I got stuck in Denver for 2 extra days when the blizzard hit a couple weeks ago.  I had an afternoon to kill so I figured why not go to Rocky Mountain Gear and check out some stuff.  I shot about 15 different bows, and once I shot this one, knew it was for me.  The riser just fit my hand perfectly, with a "lip" on it at the bottom of your hand that I had not seen before on a bow.

Fred Hermann, Flying Eagle, 50@28, so it's about 58 with my long arms.

Put some beaver silencers on it today and really enjoying shooting it.  A few thousand arrows from now and it will be deer season!


----------



## Dennis (Apr 6, 2016)

Very nice!!!


----------



## Vance Henry (Apr 6, 2016)

Looks good.


----------



## AllAmerican (Apr 6, 2016)

Nice.  Used, new, and $?  Good luck with it!


----------



## longbowdave1 (Apr 6, 2016)

Good looking bow!


----------



## Pointpuller (Apr 6, 2016)

Beautiful bow.  Really like the way the grip looks.


----------



## SELFBOW (Apr 6, 2016)

That's a high quality bow compared to some that are posted on here.....nice!


----------



## Stephen Dendy (Apr 6, 2016)

Very nice!


----------



## Barebowyer (Apr 6, 2016)

Gorgeous bow!


----------



## gurn (Apr 6, 2016)

Very nice.


----------



## handfull (Apr 8, 2016)

AllAmerican said:


> Nice.  Used, new, and $?  Good luck with it!



Thanks guys. Bought it new @$995, had to beg and burn fathers day and birthday but was worth it and I figure this will last for many years.  Got a dozen 350 heritage arrows with it that shoot great.

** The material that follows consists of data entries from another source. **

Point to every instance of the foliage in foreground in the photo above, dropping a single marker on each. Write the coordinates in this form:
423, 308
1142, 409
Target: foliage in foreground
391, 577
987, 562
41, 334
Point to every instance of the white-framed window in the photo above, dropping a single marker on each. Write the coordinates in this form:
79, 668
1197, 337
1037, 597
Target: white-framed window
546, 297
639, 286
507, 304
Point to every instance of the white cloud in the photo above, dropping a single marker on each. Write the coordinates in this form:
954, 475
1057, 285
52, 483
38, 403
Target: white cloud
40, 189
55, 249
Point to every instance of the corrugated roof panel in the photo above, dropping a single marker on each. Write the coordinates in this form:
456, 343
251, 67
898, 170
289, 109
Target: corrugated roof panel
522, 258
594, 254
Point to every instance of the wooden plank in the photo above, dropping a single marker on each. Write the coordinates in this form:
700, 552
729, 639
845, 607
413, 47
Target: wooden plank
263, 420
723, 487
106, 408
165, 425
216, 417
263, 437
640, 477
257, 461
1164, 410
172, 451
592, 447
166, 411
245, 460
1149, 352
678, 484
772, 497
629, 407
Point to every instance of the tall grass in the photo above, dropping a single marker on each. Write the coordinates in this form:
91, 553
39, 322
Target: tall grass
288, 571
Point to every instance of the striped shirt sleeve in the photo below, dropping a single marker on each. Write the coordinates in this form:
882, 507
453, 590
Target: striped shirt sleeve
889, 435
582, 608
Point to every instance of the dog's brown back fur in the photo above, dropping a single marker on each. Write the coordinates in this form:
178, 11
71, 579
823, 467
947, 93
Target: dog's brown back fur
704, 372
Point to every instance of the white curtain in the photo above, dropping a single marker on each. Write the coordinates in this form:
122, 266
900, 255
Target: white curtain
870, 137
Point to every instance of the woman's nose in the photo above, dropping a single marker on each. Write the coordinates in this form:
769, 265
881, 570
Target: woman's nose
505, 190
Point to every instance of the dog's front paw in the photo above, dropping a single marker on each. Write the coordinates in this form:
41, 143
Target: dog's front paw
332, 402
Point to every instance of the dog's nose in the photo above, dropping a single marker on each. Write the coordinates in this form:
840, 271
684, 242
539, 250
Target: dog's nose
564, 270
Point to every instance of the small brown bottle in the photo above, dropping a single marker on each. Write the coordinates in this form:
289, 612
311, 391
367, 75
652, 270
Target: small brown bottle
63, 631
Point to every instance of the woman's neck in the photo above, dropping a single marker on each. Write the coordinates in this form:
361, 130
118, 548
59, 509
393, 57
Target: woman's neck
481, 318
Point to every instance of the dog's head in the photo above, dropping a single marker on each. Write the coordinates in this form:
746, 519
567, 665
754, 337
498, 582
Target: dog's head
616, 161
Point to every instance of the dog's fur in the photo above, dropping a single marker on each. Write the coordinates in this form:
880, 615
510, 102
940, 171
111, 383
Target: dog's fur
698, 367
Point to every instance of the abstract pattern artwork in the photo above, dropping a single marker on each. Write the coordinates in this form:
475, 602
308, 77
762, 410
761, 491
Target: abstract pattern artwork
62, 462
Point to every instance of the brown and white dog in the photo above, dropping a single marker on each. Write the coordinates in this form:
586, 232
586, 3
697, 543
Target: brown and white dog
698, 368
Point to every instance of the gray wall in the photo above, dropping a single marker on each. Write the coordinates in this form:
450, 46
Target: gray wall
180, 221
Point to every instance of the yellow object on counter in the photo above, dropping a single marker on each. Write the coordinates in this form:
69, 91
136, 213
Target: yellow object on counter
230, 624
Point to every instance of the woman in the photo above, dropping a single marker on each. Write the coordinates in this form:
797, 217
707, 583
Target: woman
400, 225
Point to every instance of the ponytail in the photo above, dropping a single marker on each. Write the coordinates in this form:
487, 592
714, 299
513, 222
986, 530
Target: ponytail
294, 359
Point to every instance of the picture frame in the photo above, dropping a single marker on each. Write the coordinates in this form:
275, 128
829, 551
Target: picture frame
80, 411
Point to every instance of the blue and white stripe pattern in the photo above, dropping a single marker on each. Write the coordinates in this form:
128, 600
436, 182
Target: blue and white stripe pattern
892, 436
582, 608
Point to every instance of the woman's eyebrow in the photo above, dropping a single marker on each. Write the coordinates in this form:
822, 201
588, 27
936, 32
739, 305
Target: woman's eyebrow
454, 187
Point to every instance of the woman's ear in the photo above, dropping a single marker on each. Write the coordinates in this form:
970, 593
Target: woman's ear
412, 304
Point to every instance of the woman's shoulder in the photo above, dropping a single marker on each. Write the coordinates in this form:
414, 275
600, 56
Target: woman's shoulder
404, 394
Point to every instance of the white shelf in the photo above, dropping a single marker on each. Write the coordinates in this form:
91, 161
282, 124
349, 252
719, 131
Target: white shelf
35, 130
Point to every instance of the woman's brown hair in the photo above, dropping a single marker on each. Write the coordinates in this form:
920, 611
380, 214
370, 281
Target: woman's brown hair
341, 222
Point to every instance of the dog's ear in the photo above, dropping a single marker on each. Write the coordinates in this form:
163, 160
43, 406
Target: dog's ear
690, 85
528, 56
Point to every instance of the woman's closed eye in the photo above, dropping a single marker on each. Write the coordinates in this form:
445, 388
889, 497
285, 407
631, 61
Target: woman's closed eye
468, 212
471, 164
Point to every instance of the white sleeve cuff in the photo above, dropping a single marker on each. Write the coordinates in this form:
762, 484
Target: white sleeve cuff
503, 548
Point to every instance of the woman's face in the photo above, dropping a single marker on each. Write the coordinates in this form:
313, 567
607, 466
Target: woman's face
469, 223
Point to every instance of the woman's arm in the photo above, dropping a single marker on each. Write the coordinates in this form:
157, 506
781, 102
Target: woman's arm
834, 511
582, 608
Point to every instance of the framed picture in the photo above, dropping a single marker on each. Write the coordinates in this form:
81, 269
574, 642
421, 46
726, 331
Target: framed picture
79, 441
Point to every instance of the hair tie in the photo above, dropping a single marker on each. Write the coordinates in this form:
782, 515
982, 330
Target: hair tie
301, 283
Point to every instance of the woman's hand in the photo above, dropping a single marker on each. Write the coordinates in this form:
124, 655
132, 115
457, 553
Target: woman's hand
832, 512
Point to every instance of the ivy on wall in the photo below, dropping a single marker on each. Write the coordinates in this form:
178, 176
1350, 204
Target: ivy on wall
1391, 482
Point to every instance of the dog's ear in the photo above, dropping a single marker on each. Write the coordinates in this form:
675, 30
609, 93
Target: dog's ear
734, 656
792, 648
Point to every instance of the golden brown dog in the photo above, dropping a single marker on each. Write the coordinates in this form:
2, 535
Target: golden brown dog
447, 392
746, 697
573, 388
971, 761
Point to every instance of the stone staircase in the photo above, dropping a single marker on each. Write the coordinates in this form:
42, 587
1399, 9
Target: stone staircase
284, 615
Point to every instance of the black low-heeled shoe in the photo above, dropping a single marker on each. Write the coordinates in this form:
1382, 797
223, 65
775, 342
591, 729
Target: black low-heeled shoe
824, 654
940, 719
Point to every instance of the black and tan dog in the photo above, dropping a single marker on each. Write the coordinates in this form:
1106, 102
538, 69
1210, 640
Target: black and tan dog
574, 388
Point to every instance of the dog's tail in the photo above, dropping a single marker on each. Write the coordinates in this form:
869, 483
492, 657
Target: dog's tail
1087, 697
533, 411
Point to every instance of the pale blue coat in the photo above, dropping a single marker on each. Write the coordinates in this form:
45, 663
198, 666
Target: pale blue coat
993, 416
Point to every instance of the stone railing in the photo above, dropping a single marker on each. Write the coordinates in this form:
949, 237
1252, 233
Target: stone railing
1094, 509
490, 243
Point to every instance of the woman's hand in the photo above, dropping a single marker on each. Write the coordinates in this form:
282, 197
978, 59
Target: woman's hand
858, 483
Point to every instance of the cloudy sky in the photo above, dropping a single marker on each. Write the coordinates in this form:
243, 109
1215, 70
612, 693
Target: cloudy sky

If you guys ever find yourself in Denver you have to check out rmsgear.com 

They have a couple hundred trad bows i bet and really helpful dad and son team.


----------



## Barry Duggan (Apr 8, 2016)

If it shoots as well as it looks, it's going to be a mighty fine bow.


----------



## PAPALAPIN (Apr 12, 2016)

*nice bow*

CAN'T PUT A PRICE ON THE RIGHT BOW


----------



## oldfella1962 (May 15, 2016)

Wow that grip is tiny & awesome. The tips look very sturdy too. Great bow!


----------



## blood on the ground (May 16, 2016)

That's a fine looking bow!


----------



## whossbows (May 26, 2016)

I have talked to Tom and Tommy several times.been in the store a few times,real nice people for sure


----------